This means that the jury can give an excessive award. You can't blame the jury. They have no guidance on these matters. The question, then, is how do the courts assess whether a damages award is appropriate? Case law provides the only answer. Courts will look the comparable cases to see what other juries awarded, and also to see what judges are willing to live with.
The case is Marchisotto v. City of New York, decided on November 7. This unpublished summary order is another guide for lawyers and their clients about damages for serious pain and suffering. In this case, the plaintiff, a male police officer, prevailed at trial on his sex discrimination and retaliation claim against a female supervisor, who pursued a sexual relationship with plaintiff and retaliated against him when he rebuffed her advances.

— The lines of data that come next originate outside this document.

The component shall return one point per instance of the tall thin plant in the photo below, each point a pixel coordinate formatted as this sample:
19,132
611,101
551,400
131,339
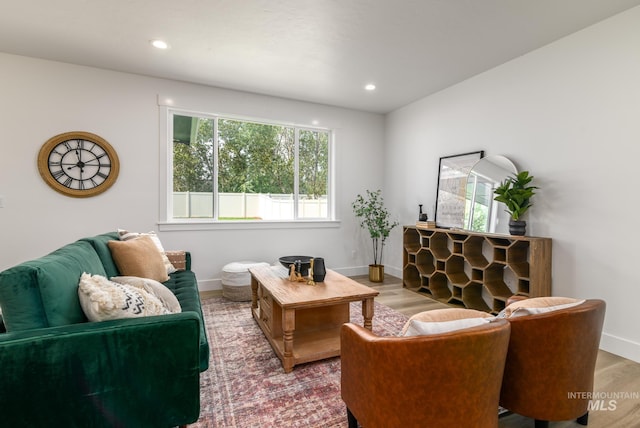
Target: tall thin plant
375,218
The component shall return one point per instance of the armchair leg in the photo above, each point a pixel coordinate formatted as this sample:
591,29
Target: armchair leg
584,419
353,422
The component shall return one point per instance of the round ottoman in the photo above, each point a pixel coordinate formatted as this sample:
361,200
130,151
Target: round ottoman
236,280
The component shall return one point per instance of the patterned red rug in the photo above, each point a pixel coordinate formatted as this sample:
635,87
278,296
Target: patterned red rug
245,385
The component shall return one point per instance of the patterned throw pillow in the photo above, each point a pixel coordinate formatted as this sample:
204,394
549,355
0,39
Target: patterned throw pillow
125,235
168,299
103,300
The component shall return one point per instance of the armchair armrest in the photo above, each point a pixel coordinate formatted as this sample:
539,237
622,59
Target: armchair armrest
129,372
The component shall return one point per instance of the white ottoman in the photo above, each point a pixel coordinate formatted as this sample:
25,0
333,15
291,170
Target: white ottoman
236,280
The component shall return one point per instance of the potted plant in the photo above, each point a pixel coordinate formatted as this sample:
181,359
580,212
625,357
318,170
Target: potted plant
515,192
374,217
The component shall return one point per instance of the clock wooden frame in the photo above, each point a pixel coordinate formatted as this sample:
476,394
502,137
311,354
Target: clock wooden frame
45,170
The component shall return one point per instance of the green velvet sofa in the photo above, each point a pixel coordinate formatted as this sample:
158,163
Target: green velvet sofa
59,369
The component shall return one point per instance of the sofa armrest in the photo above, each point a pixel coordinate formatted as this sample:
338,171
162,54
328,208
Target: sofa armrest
130,372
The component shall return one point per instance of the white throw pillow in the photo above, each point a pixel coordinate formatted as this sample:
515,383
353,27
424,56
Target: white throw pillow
422,328
158,289
103,300
125,235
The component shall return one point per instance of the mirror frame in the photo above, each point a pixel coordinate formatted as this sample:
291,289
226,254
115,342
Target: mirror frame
496,168
452,187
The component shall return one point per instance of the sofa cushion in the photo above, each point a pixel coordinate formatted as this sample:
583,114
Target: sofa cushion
139,257
100,245
44,292
184,286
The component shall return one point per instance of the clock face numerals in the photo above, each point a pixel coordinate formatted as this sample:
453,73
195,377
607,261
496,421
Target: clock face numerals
78,164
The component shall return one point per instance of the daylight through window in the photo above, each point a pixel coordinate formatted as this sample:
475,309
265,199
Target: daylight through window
237,170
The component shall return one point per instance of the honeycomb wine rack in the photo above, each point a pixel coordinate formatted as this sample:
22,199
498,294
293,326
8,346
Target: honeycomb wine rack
475,270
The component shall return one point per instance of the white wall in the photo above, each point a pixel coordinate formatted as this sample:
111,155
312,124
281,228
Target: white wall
40,99
570,114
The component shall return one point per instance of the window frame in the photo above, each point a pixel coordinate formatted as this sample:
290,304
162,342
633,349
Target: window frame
167,222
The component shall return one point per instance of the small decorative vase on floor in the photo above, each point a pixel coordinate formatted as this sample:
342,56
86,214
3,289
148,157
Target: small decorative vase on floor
376,273
517,227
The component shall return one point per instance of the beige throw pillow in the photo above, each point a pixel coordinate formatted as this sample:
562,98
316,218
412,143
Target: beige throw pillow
538,305
443,320
138,257
103,300
168,299
125,235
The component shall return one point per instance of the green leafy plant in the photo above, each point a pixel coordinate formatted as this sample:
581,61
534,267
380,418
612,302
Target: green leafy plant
375,218
515,192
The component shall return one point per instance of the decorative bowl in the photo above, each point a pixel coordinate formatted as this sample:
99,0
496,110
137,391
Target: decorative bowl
305,263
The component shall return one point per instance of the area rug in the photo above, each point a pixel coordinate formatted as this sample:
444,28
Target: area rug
245,385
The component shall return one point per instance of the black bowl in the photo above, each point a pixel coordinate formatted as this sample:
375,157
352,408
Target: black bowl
305,263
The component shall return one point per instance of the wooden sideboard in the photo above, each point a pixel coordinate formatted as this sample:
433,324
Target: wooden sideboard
475,270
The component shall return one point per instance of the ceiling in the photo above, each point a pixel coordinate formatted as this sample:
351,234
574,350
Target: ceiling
322,51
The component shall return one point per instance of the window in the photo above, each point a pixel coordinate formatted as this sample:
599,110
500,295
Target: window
228,169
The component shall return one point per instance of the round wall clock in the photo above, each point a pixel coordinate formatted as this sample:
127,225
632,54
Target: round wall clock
78,164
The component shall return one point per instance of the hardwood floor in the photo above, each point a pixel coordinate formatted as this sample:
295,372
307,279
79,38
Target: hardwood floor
614,374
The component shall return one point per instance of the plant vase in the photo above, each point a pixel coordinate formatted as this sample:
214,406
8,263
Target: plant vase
517,227
376,273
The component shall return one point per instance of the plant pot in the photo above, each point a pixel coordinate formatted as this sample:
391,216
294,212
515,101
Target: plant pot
517,227
376,273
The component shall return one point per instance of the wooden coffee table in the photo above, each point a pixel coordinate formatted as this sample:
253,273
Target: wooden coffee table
302,322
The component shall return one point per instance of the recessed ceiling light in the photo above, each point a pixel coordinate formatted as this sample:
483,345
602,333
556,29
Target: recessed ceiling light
160,44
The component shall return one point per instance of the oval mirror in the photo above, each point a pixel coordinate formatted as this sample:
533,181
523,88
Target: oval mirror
482,213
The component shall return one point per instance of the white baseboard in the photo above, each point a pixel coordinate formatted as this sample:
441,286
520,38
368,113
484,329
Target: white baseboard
620,346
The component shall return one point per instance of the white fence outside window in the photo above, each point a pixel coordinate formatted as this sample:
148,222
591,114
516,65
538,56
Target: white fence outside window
246,206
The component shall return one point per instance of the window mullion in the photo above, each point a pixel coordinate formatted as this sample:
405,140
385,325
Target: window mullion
296,175
215,200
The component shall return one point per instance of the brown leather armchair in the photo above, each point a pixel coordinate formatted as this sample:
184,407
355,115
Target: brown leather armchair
442,380
550,356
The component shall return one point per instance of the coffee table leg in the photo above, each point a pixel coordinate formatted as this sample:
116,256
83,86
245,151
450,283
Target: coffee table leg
289,324
367,313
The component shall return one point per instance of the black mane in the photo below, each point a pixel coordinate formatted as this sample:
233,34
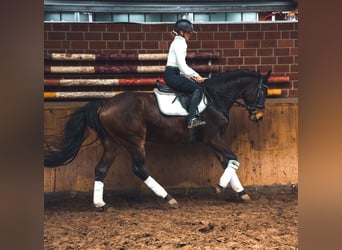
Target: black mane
224,88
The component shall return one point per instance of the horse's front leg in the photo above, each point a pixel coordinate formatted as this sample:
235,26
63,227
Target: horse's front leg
138,162
230,164
101,170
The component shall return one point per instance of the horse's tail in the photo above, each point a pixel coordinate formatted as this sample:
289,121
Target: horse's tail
61,151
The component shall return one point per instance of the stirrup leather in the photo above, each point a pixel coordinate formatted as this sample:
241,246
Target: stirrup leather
194,122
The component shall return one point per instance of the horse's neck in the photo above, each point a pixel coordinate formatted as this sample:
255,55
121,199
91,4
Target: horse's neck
224,98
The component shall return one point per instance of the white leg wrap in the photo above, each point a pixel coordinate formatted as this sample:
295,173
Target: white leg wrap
155,187
235,183
228,173
98,194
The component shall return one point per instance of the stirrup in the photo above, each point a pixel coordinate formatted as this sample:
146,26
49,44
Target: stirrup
195,122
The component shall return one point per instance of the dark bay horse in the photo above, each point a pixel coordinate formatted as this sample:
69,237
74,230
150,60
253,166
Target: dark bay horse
131,119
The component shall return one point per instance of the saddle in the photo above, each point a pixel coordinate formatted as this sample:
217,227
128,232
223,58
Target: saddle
171,102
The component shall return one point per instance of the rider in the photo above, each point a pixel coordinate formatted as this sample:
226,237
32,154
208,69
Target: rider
179,75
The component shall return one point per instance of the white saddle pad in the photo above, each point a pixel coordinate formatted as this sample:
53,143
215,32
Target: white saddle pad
169,106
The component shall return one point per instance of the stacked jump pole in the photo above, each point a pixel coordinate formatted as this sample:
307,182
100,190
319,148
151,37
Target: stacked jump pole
91,76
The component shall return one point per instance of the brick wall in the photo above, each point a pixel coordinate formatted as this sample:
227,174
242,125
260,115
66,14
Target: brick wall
261,46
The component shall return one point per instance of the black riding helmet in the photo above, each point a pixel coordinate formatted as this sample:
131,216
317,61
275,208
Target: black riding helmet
183,24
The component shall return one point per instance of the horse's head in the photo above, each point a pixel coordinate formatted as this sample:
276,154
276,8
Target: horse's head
254,98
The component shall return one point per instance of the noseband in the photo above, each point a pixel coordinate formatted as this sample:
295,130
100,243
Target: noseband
258,93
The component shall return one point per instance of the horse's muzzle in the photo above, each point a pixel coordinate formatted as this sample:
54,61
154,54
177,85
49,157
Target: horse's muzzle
256,115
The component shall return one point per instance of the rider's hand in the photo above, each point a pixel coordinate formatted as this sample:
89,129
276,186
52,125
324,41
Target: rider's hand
198,79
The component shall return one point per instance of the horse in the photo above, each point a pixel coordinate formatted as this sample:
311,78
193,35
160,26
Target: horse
131,119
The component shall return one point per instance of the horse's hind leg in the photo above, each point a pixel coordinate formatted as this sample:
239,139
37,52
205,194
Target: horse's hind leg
230,164
101,170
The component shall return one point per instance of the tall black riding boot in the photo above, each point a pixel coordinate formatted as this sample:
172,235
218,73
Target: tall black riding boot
194,120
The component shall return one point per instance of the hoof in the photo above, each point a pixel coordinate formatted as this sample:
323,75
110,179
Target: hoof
104,208
173,203
218,190
245,197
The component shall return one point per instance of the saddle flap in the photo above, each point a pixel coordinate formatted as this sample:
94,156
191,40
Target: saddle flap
169,103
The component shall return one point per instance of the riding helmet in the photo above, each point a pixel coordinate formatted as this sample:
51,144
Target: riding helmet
183,24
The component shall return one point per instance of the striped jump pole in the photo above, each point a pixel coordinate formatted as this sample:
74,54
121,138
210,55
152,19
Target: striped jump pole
101,82
118,69
108,94
126,81
122,57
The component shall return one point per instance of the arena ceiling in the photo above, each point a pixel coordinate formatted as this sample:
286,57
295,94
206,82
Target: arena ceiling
161,6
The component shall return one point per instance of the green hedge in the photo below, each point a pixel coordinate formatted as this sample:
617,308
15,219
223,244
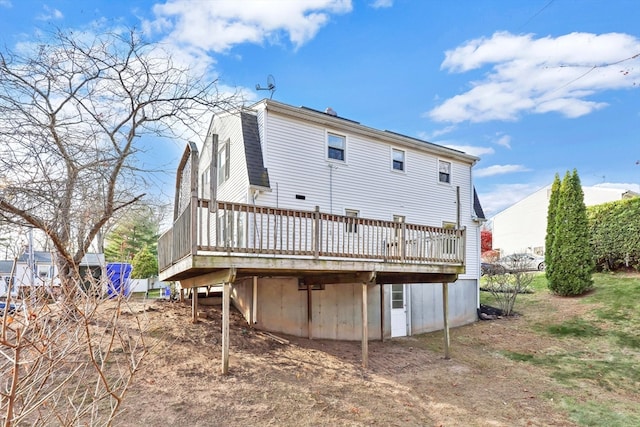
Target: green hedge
615,233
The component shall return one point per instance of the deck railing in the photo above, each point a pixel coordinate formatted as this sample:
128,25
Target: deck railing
237,228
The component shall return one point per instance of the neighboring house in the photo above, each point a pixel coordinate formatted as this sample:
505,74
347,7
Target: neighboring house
297,209
6,279
44,271
522,227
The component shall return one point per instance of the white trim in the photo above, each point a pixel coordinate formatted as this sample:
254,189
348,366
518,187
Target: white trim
392,150
345,150
450,163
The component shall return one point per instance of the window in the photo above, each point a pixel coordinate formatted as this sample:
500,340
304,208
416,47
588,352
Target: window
351,225
337,147
223,162
449,242
397,160
205,182
444,171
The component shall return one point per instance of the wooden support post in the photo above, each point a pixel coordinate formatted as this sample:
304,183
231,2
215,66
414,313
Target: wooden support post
445,312
194,305
309,310
254,303
226,290
382,307
365,329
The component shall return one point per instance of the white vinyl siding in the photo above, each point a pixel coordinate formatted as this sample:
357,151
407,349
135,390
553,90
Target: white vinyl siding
298,166
235,188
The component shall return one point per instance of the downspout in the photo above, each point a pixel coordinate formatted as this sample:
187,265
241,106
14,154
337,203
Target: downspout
331,189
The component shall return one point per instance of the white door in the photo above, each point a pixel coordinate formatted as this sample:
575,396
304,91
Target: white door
398,311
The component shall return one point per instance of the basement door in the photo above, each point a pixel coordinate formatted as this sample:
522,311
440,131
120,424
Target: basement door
398,311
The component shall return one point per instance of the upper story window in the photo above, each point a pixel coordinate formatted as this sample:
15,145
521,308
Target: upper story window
444,171
397,159
224,154
336,147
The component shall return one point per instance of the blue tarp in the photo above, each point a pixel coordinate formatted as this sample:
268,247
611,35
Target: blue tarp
119,283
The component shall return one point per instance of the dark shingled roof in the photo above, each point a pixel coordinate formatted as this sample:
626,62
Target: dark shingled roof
477,208
258,174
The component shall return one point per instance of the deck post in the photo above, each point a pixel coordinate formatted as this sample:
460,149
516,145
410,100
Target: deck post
226,290
445,312
316,232
365,329
194,305
309,311
381,312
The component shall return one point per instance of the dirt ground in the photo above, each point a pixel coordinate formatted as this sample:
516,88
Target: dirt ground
318,382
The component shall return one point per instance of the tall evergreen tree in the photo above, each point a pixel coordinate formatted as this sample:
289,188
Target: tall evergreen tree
551,226
131,235
571,257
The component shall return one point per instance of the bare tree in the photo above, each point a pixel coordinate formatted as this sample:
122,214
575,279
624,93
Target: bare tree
505,283
71,110
61,369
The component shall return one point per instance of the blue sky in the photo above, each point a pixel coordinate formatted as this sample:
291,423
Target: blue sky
531,87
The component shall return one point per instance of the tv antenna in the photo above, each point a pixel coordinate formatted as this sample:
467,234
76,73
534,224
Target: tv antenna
271,85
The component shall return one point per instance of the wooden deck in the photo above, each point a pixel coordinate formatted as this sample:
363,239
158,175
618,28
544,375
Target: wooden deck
266,241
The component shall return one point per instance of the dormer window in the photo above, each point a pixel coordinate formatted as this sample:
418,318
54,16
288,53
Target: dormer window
397,160
336,147
444,172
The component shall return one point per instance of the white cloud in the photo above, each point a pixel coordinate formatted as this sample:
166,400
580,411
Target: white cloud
469,149
378,4
49,14
443,131
504,141
499,170
218,26
522,74
503,196
620,186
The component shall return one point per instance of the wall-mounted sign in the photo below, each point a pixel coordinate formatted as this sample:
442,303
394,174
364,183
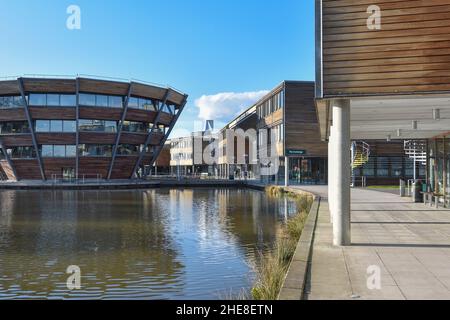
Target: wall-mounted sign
294,152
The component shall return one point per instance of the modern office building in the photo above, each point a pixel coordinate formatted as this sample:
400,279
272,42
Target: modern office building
287,115
83,127
383,73
186,155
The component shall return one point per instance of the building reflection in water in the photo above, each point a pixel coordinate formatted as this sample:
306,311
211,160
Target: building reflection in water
151,244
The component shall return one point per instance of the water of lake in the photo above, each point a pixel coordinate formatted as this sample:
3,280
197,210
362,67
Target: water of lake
155,244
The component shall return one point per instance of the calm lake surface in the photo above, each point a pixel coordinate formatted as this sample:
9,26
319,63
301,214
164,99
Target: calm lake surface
156,244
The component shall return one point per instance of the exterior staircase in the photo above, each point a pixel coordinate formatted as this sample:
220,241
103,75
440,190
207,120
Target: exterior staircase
360,156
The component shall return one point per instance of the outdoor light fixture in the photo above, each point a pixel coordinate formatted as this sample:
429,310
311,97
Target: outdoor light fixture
437,114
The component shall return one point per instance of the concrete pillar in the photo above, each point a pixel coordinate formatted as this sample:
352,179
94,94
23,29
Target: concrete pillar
286,172
342,161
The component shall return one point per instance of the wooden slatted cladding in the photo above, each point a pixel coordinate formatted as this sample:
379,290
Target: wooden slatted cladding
409,54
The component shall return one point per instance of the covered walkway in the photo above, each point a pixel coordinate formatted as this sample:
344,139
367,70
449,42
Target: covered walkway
409,243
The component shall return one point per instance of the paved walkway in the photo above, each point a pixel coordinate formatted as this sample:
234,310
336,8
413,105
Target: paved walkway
410,243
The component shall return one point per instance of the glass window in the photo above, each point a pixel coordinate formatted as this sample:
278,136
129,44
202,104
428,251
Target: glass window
42,126
68,100
47,151
53,100
59,151
128,150
397,166
38,99
69,126
15,127
71,151
102,101
94,150
110,126
22,153
133,103
383,167
56,126
87,99
115,102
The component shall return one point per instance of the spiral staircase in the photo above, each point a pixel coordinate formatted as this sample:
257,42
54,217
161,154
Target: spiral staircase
417,150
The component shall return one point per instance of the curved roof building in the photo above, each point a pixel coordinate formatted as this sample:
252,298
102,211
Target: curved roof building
82,127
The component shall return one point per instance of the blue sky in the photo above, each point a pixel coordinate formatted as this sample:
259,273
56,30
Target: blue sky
223,53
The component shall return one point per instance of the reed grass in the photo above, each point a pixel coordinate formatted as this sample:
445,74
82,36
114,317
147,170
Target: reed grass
275,264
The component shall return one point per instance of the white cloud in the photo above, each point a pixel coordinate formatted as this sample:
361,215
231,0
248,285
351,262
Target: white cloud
227,105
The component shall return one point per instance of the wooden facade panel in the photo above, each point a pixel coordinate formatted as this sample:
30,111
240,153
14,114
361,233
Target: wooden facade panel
97,138
132,138
103,87
123,167
9,87
7,170
409,54
147,91
91,166
27,169
53,113
16,114
49,85
302,131
100,113
56,138
175,97
140,115
54,167
17,140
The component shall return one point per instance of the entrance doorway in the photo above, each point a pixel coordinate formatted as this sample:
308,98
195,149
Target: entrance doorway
68,173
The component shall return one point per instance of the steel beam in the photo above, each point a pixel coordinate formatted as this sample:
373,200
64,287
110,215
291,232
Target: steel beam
119,131
77,112
30,123
174,121
8,159
151,133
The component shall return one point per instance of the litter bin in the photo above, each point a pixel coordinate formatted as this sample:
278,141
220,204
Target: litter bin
402,188
417,192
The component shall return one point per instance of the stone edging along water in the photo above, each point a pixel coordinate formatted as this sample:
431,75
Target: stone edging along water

The jury awarded plaintiff $300,000 in damages for pain and suffering. That's a lot of money. But the trial court sustained the award, noting that plaintiff proved that his physical health suffered substantially as a result of the illegal treatment at work and he sought medical help which lasted several years. The plaintiff was also suffering from depression, anxiety and insomnia, taking medication to for these maladies. Moreover, medical testimony showed that he suffered from panic disorder, posttraumatic stress disorder and major depressive disorder and that these problems persisted through trial. The plaintiff was "shattered" and unable to move on with his life. These are serious damages, and the Court of Appeals, in affirming the damages award, agreed that this justifies the $300,000 award for pain and suffering.
While the Court of Appeals does not do so, the trial court opinion cites cases from New York and around the country in showing that this damages award is in line with comparable cases. Here's a taste of those cases:
Osorno v. Source Enterprises, Inc., 2007 WL 683985, at *5 (S.D.N.Y. Mar. 2, 2007) (finding an award of $4 million for emotional distress to be reasonable based on plaintiff's testimony about her depression, anxiety, and embarrassment); Petroyits v. New York City Transit Auth., 2003 WL 22349676 (S.D.N.Y. Oct. 15, 2003) (award of $150,000 in compensatory damages is not excessive where plaintiff sought mental health treatment for stress from denial of promotion); McDonough v. City of Quincy, 452 F.3d 8, 22 (1st Cir. 2006) (upholding compensatory damages award of $300,000 where bulk of award was for emotional damages and plaintiff testified that he had loved his job, suffered humiliation, and his relationship with his family suffered because of his anger); Moorer v. Baptist Memorial Health Care System, 398 F.3d 469, 485-86 (6th Cir. 2005) (finding award of $250,000 for emotional damages reasonable when plaintiff and his physician testified that he suffered from depression, loss of self-esteem, anxiety, and “excessive thoughts”).